This could be on its way to a rant but I will not rave today.  It will have to revisit another day, or like energy with good ideas in twilight waking, realize I am simply not going to write it down and so it can range off to visit the next woman who is open to a full on rage, probably getting her kudos, getting her on some show for telling it like it is for women of a certain age, getting noticed – something that never happens anymore.  It’s pheromones.  We no longer have them.  I think of the feral cat outside who has 3 males trailing her everywhere and how those males, as soon as her phermonal heat has passed, will ignore her, she who bears the kittens and the care.

This is not a prose poem.  Or maybe it is since that type of writing has no pointed rules.  So it will be today’s prose poem whether or not it actually is.  In the meantime, I will continue.

Michael Singer says, “By watching your mind, you will notice that it is engaged in the process of trying to make everything okay.”  As in, you will notice that if you can conceive of a story that makes sense of the day, the way you traded the time allotted in this twenty-four hours, everything will be okay because you will have proven that you are a treasure.

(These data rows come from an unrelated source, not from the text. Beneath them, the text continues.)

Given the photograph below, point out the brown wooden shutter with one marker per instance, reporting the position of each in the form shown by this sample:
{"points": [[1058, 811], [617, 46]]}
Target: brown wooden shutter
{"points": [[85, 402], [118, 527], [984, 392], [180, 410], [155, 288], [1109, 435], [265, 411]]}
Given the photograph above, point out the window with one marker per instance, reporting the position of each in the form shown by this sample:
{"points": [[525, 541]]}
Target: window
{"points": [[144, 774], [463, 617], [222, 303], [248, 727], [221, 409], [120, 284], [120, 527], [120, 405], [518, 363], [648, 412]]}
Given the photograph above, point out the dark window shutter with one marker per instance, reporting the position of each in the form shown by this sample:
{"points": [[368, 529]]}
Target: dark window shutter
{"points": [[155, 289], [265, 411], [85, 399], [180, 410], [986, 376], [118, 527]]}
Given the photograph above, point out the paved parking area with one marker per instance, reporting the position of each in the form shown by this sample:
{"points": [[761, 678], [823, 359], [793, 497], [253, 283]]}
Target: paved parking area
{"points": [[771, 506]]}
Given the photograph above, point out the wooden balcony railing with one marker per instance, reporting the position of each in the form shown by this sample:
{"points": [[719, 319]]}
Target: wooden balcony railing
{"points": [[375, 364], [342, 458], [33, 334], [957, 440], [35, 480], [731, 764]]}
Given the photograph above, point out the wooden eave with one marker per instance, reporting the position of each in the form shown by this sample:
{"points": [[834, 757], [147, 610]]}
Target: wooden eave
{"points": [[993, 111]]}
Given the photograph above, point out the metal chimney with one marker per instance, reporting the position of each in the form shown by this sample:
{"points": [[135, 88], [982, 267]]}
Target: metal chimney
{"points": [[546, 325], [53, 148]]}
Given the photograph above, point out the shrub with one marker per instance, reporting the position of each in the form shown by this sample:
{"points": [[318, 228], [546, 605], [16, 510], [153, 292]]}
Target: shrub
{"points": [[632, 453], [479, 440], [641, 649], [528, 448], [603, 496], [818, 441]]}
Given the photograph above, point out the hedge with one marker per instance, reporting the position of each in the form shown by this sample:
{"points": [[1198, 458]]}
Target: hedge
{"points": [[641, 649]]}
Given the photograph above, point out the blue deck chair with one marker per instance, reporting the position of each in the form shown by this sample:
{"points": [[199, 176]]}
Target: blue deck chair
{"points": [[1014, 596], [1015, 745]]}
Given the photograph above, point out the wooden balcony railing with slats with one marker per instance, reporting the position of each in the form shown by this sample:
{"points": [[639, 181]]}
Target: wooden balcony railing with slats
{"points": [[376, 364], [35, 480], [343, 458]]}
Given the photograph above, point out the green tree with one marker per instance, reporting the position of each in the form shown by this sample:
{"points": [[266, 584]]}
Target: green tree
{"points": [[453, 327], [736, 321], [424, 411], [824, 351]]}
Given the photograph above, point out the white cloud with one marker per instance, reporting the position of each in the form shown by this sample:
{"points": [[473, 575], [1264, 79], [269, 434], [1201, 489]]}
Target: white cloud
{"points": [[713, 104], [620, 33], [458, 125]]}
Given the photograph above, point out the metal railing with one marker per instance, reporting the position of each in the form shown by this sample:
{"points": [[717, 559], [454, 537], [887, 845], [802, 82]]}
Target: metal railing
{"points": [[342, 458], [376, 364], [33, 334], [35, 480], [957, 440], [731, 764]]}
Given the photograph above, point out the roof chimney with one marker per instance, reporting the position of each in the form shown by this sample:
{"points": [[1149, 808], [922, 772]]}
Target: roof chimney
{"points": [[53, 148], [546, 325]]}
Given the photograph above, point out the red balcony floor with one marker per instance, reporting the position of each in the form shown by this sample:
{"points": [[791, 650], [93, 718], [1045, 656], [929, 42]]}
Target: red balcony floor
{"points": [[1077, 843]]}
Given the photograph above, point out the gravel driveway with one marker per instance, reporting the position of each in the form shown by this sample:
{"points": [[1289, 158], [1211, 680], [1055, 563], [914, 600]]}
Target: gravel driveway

Further, Michael Singer notes *that* is *not* what you *really* want to do (what does he know, yes it is), that one must disengage from the innocent mind merely trying to help by finding a solution (be worthy – which I may never be because I consistently listen to my mind).  Stop it he says.  Sort of like Pema Chodron advises to lean into whatever problem you are having (wait – is that contrary advice? If you lean into it, you consciously acknowledge some “it” and Michael Singer is saying that’s simply the mind and we are not our mind).

In “The Year of Magical Thinking,”  Joan Didion says, “This is a case in which I need more than words to find the meaning.  This is a case in which I need whatever it is I think or believe to be penetrable if only for myself.”

I don’t know what that means but I think it means we must figure out for ourself what we think and believe.  I would suggest that has to do with listening to the mind since how else are you going to be able to pick and choose among the hundreds of thousands of visuals (if you think in pictures, which I do) that float through during any given day.  Maybe it has nothing to do with picking and choosing and more to do with a walk in the woods, or watching cloud, or howling at the moon.  Or maybe just some really good Chardonnay.

“The way we spend our days is the way we spend our lives.” (Annie Dillard)  Which sort of takes us back to the opening and the need to make the day worth *something**somehow**somewhere*. Gregg Levoy says that the way we spend our lives well (an accumulation of days) depends on what questions we decide to ask.  Someone please tell me: How are we to get the proper question,s and how are we to know when we have?